Synthesis, One- and Two-Photon Photophysical and Excited-State Properties, and Sensing Application of a New Phosphorescent Dinuclear Cationic Iridium(III) Complex

A new phosphorescent dinuclear cationic iridium(III) complex (Ir1) with a donor-acceptor-pi-bridge-acceptor-donor (D-A-pi-A-D)-conjugated oligomer (L1) as a N<^>N ligand and a triarylboron compound as a C<^>N ligand has been synthesized. The photophysical and excited-state properties of Ir1 and L1 were investigated by UV/Vis absorption spectroscopy, photoluminescence spectroscopy, and molecular-orbital calculations, and they were compared with those of the mononuclear iridium(III) complex [Ir(Bpq)(2)(bpy)]+PF6- (Ir0).

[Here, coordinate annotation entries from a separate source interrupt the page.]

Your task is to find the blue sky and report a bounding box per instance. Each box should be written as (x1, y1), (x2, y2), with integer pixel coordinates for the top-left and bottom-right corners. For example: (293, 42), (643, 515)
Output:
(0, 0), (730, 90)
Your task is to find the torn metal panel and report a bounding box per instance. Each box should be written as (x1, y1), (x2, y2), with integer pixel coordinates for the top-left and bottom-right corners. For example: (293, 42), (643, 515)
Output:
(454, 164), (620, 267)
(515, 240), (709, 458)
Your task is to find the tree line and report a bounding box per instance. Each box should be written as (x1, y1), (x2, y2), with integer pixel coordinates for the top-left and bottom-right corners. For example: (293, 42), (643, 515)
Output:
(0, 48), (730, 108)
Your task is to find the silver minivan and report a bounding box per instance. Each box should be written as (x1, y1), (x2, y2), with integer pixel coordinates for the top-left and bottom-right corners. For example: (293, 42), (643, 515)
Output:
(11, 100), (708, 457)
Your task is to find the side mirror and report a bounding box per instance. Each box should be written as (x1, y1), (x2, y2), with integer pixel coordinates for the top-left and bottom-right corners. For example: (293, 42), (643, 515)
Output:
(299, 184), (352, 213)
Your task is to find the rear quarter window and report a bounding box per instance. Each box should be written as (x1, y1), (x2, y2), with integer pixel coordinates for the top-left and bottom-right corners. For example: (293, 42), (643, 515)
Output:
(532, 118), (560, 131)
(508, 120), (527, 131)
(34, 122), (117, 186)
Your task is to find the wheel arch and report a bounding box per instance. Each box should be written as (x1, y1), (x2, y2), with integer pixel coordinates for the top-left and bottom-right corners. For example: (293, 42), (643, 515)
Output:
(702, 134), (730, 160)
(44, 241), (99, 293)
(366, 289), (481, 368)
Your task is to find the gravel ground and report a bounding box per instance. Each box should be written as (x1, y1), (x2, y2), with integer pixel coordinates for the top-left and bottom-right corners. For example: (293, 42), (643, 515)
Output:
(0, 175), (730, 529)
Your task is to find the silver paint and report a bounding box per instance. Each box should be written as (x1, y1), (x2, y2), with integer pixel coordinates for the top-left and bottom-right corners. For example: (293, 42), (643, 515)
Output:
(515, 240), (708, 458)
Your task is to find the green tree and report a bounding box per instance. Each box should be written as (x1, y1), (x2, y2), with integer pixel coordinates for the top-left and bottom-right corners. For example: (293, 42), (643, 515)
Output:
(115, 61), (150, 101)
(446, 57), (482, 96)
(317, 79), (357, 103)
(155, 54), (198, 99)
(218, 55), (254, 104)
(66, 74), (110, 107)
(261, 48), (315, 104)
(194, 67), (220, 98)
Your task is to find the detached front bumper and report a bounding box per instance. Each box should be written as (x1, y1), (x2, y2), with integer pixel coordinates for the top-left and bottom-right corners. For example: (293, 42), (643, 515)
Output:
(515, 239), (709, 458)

Compared with Ir0, complex Ir1 shows a more-intense optical-absorption capability, especially in the visible-light region. For example, complex Ir1 shows an intense absorption band that is centered at lambda=448 nm with a molar extinction coefficient (epsilon) of about 10(4), which is rarely observed for iridium(III) complexes. Complex Ir1 displays highly efficient orange-red phosphorescent emission with an emission wavelength of 606 nm and a quantum efficiency of 0.13 at room temperature. We also investigated the two-photon-absorption properties of complexes Ir0, Ir1, and L1. The free ligand (L1) has a relatively small two-photon absorption cross-section (delta(max)=195 GM), but, when complexed with iridium(III) to afford dinuclear complex Ir1, it exhibits a higher two-photon-absorption cross-section than ligand L1 in the near-infrared region and an intense two-photon-excited phosphorescent emission. The maximum two-photon-absorption cross-section of Ir1 is 481 GM, which is also significantly larger than that of Ir0. In addition, because the strong B-F interaction between the dimesitylboryl groups and F- ions interrupts the extended pi-conjugation, complex Ir1 can be used as an excellent one-and two-photon-excited ON-OFF phosphorescent probe for F- ions.